Critical Thinking: Components of Critical Thinking
Critical thinking is akin to the study of logic. Critical thinking relates to how we make decisions and use our judgment. Critical thinking is more than just thinking about thinking or metacognition. It is also about how we take action. Critical thinking involves many components, lets have a look at four:
The ability to reason is often considered one of the characteristic marks of being human. Further, the individual’s ability to reason well is a critical thinking skill. Many of the definitions of critical thinking tend to focus on this ability to reason. Reasoning occurs when we use our knowledge of one thing, process, or statement to determine if another thing, process, or statement is true. When we apply reasoning, we use logic to determine “what follows what.” Human reasoning does not always follow logic and is often based on emotional bias.
Open-mindedness is the virtue by which we learn. In particular, being open-minded means taking into account relevant evidence or argument to revise a current understanding.
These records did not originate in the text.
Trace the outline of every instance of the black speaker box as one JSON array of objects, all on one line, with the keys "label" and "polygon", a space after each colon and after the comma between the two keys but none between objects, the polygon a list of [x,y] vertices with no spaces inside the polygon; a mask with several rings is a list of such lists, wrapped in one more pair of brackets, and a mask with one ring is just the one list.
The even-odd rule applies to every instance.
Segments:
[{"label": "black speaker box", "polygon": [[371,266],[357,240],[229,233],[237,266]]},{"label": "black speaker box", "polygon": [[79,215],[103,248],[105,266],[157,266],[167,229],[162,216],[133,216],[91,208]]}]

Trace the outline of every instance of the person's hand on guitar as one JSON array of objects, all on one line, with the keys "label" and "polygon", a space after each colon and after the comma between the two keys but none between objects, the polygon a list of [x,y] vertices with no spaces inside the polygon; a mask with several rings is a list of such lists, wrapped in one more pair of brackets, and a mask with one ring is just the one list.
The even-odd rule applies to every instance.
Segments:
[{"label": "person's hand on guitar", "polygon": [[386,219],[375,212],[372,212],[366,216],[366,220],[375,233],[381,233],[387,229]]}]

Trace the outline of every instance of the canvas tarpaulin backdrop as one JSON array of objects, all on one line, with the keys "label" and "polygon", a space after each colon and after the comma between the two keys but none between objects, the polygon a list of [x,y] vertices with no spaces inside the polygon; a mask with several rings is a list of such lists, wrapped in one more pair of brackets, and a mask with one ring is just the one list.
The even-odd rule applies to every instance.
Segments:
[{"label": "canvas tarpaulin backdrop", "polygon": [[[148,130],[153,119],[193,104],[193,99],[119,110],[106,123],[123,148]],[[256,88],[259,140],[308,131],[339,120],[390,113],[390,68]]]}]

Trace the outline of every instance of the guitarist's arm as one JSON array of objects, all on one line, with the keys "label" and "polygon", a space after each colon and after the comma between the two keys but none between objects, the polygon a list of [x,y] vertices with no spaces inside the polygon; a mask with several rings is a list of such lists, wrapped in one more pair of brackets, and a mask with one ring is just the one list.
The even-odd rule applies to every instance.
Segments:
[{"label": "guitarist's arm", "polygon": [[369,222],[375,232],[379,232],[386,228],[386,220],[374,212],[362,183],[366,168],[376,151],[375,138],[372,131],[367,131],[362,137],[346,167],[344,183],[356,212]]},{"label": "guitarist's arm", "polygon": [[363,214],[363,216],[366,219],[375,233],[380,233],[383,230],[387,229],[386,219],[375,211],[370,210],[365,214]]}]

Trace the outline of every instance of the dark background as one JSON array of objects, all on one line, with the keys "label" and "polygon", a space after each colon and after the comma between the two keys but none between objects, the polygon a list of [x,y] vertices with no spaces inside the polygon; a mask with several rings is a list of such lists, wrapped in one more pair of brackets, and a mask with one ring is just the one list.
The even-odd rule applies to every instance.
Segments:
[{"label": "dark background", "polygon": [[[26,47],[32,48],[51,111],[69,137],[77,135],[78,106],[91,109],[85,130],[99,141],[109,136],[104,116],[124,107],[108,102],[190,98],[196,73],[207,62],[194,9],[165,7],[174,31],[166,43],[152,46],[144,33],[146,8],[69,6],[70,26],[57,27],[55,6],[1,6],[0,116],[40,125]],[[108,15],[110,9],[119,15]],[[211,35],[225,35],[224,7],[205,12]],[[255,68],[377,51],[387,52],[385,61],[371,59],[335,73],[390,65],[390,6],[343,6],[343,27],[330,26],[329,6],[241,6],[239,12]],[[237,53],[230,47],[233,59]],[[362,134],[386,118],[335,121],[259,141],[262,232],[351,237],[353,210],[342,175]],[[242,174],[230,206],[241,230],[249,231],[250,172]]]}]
It means being critically open to alternatives, willing to think about other possibilities even after having formed an opinion, and not allowing pre-conceived notions to constrain or inhibit reflection on newly presented information. Open-minded inquiry is a central theme in education.
In critical thinking the step of analysis helps us to discriminate and access information. Going back to Bloom’s taxonomy, remember that learning occurs in three domains: cognitive, affective, and psychomotor. In the cognitive domain, analysis is the fourth level and a higher ordered thinking skill. Analysis involves the process, as previously mentioned, of discriminating or separating.
Logic and reasoning are similar but not the same. Logic is the branch of philosophy that gives the rules for deriving valid conclusions. A conclusion is valid if it follows from statements that are accepted as facts. For instance, a logical statement might be, 1 + 1 = 2. This is a rule based on fact. Factual statements are called premises. When reasoning does not follow the rules, we say it is illogical.